By Liz Segrist
Published Nov. 25, 2015
PhishLabs closed on a $7 million Series B funding round and plans to expand into a new project under development by the Raven Cliff Co. on the upper peninsula.
The Charleston-based cybercrime intelligence firm recently closed on the financing with Fulcrum Equity Partners of Atlanta. In early 2013, the firm also closed on a $1.25 million Series A funding round from angel investors.
PhishLabs founder and CEO John LaCour said the money will be used to continue growing the company’s cybersecurity services — including its new Spear Phishing Protection service — that defend and prevent security breaches at companies.

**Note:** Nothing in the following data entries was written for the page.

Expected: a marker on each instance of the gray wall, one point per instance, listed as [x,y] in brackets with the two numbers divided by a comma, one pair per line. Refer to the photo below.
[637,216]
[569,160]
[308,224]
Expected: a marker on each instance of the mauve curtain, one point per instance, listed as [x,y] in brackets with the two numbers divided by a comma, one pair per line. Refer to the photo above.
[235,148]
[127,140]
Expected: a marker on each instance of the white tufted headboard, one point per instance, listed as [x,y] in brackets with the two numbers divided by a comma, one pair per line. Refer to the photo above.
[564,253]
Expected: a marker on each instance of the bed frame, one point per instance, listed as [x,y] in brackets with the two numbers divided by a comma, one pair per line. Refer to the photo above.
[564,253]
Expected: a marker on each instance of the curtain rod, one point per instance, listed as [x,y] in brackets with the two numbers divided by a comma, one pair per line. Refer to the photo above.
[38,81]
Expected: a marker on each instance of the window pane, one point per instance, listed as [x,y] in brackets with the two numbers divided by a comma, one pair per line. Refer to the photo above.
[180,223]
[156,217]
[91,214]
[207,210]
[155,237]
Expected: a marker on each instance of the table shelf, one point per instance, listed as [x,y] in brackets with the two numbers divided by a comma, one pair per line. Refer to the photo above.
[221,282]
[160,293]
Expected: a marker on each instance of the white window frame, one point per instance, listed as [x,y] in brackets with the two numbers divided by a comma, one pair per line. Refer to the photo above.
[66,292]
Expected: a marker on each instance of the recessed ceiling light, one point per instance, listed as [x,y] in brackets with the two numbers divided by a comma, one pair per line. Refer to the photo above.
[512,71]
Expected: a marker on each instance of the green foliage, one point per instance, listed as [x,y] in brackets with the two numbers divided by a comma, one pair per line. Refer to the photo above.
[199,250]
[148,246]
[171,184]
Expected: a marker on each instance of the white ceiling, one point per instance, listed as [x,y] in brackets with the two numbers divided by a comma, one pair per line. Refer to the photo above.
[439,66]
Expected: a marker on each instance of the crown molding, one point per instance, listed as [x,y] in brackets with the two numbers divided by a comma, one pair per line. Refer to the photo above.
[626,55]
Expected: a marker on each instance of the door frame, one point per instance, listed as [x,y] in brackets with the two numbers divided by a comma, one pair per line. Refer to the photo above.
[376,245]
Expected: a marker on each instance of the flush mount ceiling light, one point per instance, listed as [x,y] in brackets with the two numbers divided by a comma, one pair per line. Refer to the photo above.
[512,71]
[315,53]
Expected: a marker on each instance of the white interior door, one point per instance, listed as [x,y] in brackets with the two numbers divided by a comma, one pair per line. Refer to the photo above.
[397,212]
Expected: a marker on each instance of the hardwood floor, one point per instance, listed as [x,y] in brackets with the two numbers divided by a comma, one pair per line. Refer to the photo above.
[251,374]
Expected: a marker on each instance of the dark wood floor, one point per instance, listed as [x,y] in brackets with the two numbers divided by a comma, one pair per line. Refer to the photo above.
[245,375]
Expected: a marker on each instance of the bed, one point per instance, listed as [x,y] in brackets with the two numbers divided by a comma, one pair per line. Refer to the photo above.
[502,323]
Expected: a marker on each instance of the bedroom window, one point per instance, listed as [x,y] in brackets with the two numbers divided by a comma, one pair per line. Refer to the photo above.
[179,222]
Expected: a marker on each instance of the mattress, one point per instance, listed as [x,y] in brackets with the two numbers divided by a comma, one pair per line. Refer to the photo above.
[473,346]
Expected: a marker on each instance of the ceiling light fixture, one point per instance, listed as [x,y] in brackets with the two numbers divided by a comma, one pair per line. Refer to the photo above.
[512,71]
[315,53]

The 72-person company also plans to hire 30 people over the next year. LaCour said he is seeking software developers, engineers, and operations and marketing professionals.
“We expect to grow rapidly,” LaCour said.
PhishLabs also announced plans to relocate from its Beaufain Street office into 25,000 square feet in the Pacific Box & Crate project at 1505 King St. The Raven Cliff Co. plans to renovate an 80,000-square-foot warehouse there into a new office development for tech companies.
The entire project sits on about 10 acres. Raven Cliff Co. plans to construct several other buildings as well.
A yoga and wellness studio by Ashley Bell and other tenants will join a 10,000-square-foot food hall, which will be spearheaded by Michael Shemtov of Butcher & Bee and managed by Jonathan Ory. Ory is also relocating his Bad Wolf Coffee from Chicago to the new building.
The project is expected to open in the fourth quarter of 2016.
LaCour founded PhishLabs in Charleston in 2008 after working at another cybersecurity management company.
“At the time, there weren’t many companies providing cybersecurity mitigation services and the few that were out there weren’t doing a very good job. I had some ideas about how to do it better and I felt like the market was underserved,” LaCour said. “I started the company with an eye toward top services to help companies fight against phishing attacks and other types of attacks that target people.”
The company now works with “anyone doing business online,” which includes banks, social media companies, government services and health care facilities.
“Today, there is a big market because you have threats coming from cybercriminals, in some cases from foreign governments, and from activists, or ‘hacktivists’ as we like to call them,” LaCour said. “Almost all businesses are affected by these threats today.”